Polo match takes aim at raising awareness of breast cancer
Horses panted, mallets were swung high into the air and all eyes were fixed on a little white ball.
More than 3,000 people had turned out to watch the polo match between the Abu Dhabi Commercial Bank and St Regis teams. But this was no ordinary polo match, it was the annual Pink Polo match to raise awareness of breast cancer.
An array of pink, salmon and fuchsia adorned the Ghantoot Racing and Polo Club for the match that took place on Sunday, but it was not a typical breast cancer awareness campaign, it was an altogether more masculine event to attract men and sports fans to raise awareness of one of the biggest killers in the UAE.
"The situation [breast cancer awareness] was a lot worse than it is today so I wanted to create something that was different," says Carrie McNeill, who founded Pink Polo three years ago. "It has been a tool to invite men to raise awareness. Many did not know that men could also get breast cancer."
The match took place this month, deliberately, to prolong the breast cancer awareness campaign, which usually takes place throughout the month of October alongside the Global Initiative for Breast Cancer Awareness.
"Polo is a fascinating sport, it has a very wealthy community of owners," says Paul James, a global brand leader at St Regis and The Luxury Collection Hotels & Resorts, one of the sponsors of Pink Polo. "It's an expensive sport to participate in and like all high net-worth individuals, they have a charity element.
"So that's always a starting point. It connects to a very wide audience, both from equine sports fans and there is a wonderfully elegant and glamorous side to the audience that comes to polo. A very feminine environment and an audience that can be great philanthropists when they come together."
Breast cancer awareness in the UAE has developed to involve a wider audience, including corporations, private charities and government bodies. According to Ms McNeill, many of the campaigns focused on women. At the same time, she says, "It is important to get support from the men. Three years ago you wouldn't have seen a local guy wearing a pink ribbon. [At this year's match] we had two young sheikhs attend".

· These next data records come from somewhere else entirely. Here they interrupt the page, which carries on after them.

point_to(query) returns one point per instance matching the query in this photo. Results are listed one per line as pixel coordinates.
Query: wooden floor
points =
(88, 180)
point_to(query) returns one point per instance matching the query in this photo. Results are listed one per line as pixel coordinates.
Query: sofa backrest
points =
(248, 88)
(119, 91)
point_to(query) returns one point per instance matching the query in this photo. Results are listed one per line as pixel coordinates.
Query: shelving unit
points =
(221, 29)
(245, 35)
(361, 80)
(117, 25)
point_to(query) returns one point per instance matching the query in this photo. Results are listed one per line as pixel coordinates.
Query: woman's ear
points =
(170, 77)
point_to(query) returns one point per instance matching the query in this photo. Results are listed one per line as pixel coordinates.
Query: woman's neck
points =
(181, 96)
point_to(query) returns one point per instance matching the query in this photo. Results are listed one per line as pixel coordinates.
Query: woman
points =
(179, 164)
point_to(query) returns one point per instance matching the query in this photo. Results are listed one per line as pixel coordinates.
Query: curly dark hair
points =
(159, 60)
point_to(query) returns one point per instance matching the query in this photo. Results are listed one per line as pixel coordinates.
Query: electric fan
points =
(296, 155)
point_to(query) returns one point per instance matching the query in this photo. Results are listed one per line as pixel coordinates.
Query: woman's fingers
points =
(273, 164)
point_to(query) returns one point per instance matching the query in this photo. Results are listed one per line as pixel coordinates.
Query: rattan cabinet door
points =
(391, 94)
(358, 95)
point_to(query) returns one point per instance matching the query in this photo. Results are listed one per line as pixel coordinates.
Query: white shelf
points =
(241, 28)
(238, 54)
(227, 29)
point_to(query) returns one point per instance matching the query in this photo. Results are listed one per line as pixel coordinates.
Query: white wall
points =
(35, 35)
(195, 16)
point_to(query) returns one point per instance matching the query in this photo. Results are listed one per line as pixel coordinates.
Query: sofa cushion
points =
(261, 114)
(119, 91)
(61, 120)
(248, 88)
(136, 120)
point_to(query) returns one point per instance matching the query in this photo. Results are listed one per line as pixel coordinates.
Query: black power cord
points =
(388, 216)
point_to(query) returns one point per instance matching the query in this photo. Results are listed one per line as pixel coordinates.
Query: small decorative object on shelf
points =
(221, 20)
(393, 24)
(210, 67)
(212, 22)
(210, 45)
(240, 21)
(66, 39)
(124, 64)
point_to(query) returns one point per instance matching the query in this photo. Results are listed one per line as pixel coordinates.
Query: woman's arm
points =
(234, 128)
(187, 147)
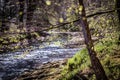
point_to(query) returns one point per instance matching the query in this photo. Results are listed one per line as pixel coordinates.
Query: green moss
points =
(108, 54)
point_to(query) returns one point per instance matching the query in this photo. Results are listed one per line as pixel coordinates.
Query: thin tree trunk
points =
(96, 65)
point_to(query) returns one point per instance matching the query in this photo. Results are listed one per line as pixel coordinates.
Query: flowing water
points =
(14, 63)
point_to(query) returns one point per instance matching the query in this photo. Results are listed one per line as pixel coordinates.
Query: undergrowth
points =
(108, 54)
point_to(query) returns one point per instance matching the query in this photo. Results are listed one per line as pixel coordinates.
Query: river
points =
(13, 64)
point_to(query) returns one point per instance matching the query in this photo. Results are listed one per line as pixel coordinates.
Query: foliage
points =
(108, 54)
(79, 62)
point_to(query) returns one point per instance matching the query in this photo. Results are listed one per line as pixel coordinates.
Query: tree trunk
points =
(117, 5)
(96, 65)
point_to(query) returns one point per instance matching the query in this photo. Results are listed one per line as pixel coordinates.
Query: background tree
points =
(96, 65)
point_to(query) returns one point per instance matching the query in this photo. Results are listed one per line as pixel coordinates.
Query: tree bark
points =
(96, 65)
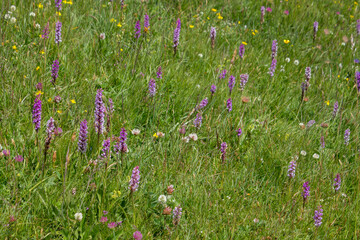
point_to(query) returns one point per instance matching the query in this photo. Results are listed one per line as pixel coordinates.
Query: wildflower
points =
(152, 87)
(347, 136)
(318, 217)
(78, 216)
(134, 181)
(229, 105)
(291, 169)
(274, 49)
(177, 215)
(36, 114)
(272, 67)
(55, 71)
(337, 183)
(99, 112)
(137, 235)
(83, 132)
(241, 50)
(198, 120)
(45, 34)
(212, 36)
(177, 34)
(212, 89)
(223, 148)
(306, 192)
(231, 83)
(137, 30)
(58, 32)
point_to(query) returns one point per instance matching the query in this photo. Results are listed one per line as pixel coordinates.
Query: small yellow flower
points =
(39, 93)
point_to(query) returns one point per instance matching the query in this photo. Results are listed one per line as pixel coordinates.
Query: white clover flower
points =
(162, 199)
(78, 216)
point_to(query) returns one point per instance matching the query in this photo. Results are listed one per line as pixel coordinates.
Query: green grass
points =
(219, 201)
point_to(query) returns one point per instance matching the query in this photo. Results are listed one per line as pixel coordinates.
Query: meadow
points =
(198, 119)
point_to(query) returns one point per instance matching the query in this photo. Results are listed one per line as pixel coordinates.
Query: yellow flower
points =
(39, 93)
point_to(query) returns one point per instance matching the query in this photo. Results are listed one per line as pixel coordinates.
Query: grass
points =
(249, 196)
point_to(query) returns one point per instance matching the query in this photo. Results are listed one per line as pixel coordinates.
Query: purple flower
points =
(177, 34)
(99, 112)
(177, 212)
(223, 148)
(137, 235)
(336, 108)
(106, 148)
(347, 136)
(231, 83)
(274, 49)
(83, 132)
(203, 103)
(137, 30)
(318, 217)
(135, 179)
(241, 50)
(243, 80)
(222, 74)
(55, 71)
(58, 32)
(159, 73)
(152, 87)
(146, 23)
(229, 105)
(239, 132)
(272, 67)
(212, 89)
(337, 183)
(306, 191)
(58, 4)
(36, 114)
(18, 158)
(291, 169)
(45, 31)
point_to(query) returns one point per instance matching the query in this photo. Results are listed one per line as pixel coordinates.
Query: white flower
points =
(162, 199)
(193, 136)
(78, 216)
(135, 131)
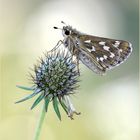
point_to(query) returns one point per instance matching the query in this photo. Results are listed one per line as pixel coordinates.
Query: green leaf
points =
(28, 97)
(47, 100)
(56, 109)
(25, 88)
(37, 101)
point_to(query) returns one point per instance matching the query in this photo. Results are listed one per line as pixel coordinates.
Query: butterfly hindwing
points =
(107, 52)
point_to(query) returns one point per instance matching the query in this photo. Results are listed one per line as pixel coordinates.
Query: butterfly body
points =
(97, 53)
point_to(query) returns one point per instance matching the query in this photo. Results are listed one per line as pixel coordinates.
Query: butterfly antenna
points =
(63, 22)
(57, 28)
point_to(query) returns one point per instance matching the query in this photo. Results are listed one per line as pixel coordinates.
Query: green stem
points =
(40, 123)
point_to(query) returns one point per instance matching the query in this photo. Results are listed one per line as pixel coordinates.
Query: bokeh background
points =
(109, 104)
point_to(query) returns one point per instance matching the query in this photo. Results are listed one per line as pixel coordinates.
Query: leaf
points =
(25, 88)
(28, 97)
(47, 100)
(37, 101)
(56, 109)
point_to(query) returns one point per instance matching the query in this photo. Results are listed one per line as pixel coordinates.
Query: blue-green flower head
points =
(56, 75)
(55, 78)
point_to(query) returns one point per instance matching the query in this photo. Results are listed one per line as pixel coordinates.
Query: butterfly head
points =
(67, 30)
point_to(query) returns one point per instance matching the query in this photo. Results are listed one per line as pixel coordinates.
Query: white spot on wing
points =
(106, 48)
(102, 43)
(89, 50)
(97, 58)
(112, 54)
(101, 58)
(120, 50)
(93, 49)
(117, 43)
(105, 57)
(87, 41)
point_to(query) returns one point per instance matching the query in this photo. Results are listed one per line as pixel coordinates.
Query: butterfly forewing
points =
(108, 53)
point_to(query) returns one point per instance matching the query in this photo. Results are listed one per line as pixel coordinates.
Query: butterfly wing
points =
(105, 53)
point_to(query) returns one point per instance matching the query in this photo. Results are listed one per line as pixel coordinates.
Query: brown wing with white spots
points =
(107, 52)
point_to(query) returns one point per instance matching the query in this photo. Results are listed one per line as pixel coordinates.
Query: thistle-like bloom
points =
(55, 79)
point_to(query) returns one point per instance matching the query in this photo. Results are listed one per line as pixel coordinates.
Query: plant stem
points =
(40, 123)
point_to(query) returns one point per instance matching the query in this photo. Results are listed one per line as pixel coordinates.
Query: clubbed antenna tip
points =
(55, 27)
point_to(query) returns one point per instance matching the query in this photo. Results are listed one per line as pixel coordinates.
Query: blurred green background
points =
(109, 104)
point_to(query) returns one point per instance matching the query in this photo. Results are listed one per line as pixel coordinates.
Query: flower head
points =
(55, 78)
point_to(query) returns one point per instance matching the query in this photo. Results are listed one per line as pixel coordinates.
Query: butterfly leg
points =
(75, 53)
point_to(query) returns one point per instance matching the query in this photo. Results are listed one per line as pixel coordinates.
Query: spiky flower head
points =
(55, 78)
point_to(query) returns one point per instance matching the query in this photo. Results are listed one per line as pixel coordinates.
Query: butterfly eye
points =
(67, 32)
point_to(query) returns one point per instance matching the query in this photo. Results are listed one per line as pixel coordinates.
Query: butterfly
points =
(98, 53)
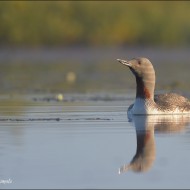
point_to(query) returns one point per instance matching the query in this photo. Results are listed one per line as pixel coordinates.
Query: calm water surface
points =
(89, 142)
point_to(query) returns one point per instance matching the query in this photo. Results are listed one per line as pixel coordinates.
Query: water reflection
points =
(145, 127)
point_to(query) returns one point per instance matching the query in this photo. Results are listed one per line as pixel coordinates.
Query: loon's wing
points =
(172, 101)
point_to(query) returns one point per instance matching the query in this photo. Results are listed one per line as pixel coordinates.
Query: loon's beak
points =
(124, 62)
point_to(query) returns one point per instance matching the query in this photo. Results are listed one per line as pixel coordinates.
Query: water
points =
(87, 141)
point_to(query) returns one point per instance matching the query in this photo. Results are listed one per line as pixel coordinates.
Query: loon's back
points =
(172, 102)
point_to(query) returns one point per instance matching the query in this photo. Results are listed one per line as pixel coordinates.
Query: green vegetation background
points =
(63, 23)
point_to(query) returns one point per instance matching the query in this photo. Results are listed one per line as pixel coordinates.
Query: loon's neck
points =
(145, 89)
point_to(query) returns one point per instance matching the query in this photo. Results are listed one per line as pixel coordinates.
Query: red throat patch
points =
(146, 93)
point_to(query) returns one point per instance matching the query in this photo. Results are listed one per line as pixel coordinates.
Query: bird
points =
(146, 103)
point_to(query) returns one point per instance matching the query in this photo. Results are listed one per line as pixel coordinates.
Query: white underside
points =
(142, 107)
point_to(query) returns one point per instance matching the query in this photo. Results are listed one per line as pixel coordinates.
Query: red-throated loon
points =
(145, 102)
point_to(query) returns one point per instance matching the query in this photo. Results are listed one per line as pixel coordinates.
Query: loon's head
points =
(141, 67)
(144, 72)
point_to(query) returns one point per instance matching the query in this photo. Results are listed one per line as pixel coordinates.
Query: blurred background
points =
(72, 46)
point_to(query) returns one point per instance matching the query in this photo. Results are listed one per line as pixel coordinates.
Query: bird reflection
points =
(145, 127)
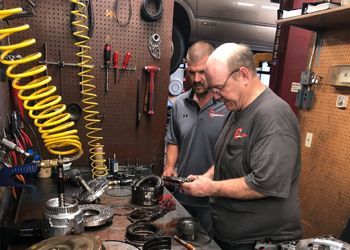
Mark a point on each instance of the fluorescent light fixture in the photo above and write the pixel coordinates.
(269, 7)
(245, 4)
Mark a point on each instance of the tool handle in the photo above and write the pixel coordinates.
(115, 59)
(126, 60)
(107, 54)
(151, 93)
(184, 243)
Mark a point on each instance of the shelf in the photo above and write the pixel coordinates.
(325, 19)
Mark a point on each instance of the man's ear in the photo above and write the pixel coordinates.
(245, 74)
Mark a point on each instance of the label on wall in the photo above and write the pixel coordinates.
(295, 87)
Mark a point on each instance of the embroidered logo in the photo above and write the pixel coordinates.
(239, 134)
(211, 113)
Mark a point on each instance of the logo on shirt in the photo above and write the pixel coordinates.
(211, 113)
(239, 134)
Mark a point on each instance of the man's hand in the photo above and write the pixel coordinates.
(169, 171)
(202, 186)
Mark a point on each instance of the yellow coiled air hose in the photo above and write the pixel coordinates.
(44, 107)
(88, 91)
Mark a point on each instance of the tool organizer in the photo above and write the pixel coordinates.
(51, 24)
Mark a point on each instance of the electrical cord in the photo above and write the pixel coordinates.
(117, 9)
(47, 110)
(147, 15)
(91, 116)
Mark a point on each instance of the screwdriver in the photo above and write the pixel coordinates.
(107, 62)
(125, 64)
(184, 243)
(115, 65)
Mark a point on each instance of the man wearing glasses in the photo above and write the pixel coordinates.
(254, 183)
(195, 124)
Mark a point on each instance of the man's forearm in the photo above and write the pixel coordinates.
(172, 156)
(210, 172)
(235, 188)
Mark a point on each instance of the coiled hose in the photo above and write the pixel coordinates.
(88, 91)
(39, 98)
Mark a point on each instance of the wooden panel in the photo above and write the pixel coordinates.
(331, 18)
(325, 178)
(51, 25)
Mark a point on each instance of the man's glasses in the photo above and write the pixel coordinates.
(218, 88)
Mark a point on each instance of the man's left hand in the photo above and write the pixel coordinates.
(202, 186)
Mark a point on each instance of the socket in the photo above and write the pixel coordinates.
(342, 101)
(308, 140)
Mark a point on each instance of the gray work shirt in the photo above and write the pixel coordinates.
(195, 131)
(261, 144)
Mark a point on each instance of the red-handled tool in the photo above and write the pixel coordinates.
(107, 62)
(151, 69)
(125, 64)
(115, 65)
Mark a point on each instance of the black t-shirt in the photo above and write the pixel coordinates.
(195, 130)
(261, 144)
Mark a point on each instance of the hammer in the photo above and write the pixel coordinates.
(151, 70)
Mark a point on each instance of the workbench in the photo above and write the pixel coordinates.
(32, 203)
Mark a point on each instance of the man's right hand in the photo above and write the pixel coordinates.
(169, 172)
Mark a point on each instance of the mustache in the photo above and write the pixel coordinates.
(197, 84)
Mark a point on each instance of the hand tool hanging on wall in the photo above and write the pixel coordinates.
(125, 64)
(146, 11)
(117, 10)
(151, 69)
(88, 12)
(115, 65)
(305, 95)
(107, 62)
(138, 102)
(60, 63)
(154, 45)
(27, 11)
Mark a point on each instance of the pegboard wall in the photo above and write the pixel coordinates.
(325, 178)
(51, 24)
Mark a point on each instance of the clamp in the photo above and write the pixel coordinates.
(7, 171)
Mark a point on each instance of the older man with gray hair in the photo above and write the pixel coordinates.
(254, 183)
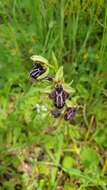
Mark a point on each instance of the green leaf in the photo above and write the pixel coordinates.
(101, 137)
(68, 162)
(59, 75)
(89, 157)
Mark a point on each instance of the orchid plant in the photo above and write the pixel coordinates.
(61, 93)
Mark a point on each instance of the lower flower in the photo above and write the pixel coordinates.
(69, 113)
(56, 113)
(37, 70)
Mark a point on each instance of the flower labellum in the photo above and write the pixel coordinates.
(59, 95)
(37, 70)
(69, 113)
(56, 113)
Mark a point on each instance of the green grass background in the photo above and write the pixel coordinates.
(36, 151)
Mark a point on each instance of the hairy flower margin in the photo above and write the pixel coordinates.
(61, 93)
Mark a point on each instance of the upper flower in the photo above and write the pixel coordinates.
(40, 67)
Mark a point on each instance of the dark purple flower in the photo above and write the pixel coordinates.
(37, 70)
(56, 113)
(70, 113)
(59, 95)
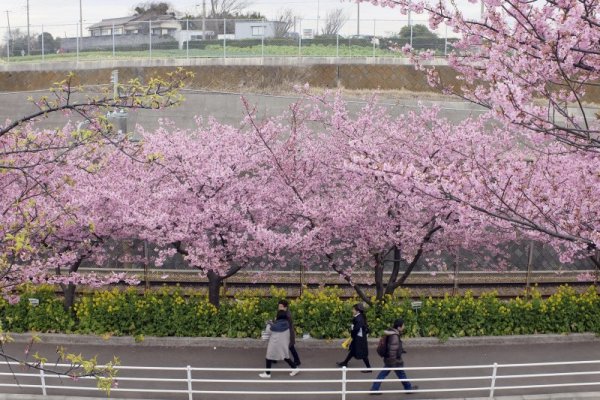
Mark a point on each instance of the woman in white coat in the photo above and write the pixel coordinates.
(279, 345)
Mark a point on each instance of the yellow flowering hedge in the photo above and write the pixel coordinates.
(321, 313)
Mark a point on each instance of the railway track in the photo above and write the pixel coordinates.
(506, 284)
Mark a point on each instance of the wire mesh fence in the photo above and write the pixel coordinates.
(127, 37)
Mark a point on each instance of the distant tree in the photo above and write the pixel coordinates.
(286, 18)
(50, 43)
(334, 21)
(220, 8)
(18, 42)
(418, 30)
(151, 8)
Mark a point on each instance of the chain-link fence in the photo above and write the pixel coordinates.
(517, 256)
(124, 38)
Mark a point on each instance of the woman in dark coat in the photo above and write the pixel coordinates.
(359, 347)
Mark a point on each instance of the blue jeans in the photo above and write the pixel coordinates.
(384, 373)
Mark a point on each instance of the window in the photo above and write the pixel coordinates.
(258, 30)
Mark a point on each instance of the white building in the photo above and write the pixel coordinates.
(256, 29)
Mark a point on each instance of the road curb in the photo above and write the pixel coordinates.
(551, 396)
(93, 340)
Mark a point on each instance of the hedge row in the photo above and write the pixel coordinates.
(322, 314)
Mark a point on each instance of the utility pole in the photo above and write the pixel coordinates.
(80, 20)
(9, 36)
(204, 20)
(357, 18)
(318, 7)
(28, 34)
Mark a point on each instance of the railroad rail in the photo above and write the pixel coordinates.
(507, 284)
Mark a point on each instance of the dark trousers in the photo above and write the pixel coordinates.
(294, 354)
(270, 364)
(385, 372)
(351, 354)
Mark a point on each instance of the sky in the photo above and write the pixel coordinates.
(60, 17)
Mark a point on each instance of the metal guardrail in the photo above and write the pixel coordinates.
(192, 381)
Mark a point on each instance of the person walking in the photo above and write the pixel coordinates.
(278, 347)
(283, 305)
(393, 358)
(359, 347)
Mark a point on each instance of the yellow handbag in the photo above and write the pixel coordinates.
(346, 343)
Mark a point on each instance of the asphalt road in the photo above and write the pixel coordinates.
(314, 356)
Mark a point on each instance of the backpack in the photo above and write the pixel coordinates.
(382, 349)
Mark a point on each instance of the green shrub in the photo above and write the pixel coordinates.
(322, 314)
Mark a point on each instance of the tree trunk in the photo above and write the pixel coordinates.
(214, 288)
(69, 293)
(379, 287)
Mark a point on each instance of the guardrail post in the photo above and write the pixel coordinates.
(43, 379)
(493, 383)
(190, 391)
(343, 383)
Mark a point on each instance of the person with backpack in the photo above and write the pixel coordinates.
(283, 305)
(278, 347)
(359, 330)
(390, 348)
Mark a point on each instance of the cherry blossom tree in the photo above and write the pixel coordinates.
(533, 64)
(37, 170)
(36, 166)
(346, 212)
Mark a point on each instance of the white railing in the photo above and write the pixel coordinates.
(478, 380)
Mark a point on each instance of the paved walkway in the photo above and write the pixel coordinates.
(225, 353)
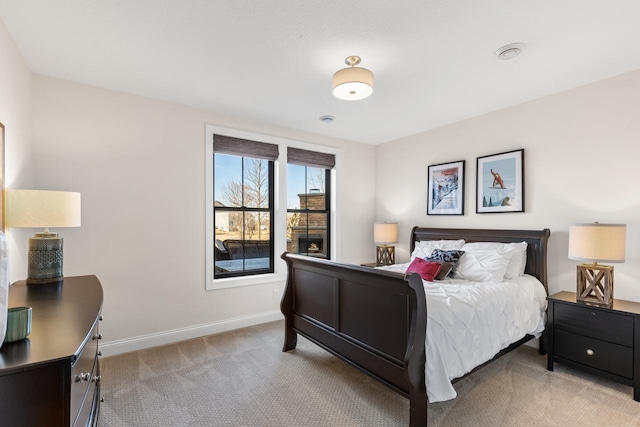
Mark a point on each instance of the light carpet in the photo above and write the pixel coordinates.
(242, 378)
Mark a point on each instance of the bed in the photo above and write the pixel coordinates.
(376, 320)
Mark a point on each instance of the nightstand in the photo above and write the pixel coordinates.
(601, 341)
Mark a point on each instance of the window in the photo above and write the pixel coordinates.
(309, 202)
(243, 206)
(247, 198)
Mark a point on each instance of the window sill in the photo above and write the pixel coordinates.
(234, 282)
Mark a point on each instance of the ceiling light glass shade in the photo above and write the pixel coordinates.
(352, 84)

Mr James was happy to see the word being spread.
"Breast cancer is one of those major killers," he says. "When you work as an organisation, it is important to support charities that make a difference and are fundamental to people's well-being. From a female and also a male perspective, breast cancer is one of those areas globally, that still needs to raise awareness."
Campaigns such as the Pink Caravan, which offers free screenings across the country with a mobile screening unit escorted by riders on horses with pink bridles, have helped to reduce the number of cases presenting late stages of breast cancer over the past three years, from about 60 per cent to 30 per cent of all detected cases.
"Knowledge of breast cancer in the UAE has been advanced through the past four to five years of campaigns," says Kawthar bin Sulayem, a breast cancer ambassador for Pink Polo. "The Government has been doing a lot of national campaigns in the UAE and we have seen an increasing number of detecting breast cancer in the early stages."
According to a study conducted by the Centre for Arab Genomic Studies in Dubai, women in the UAE tend to develop breast cancer at least a decade earlier than their counterparts in the West. Cancer is the third-leading cause of death in the UAE, with breast cancer the most common malignancy among females according to the study, which is based on national statistics on cancers dating back to 1981.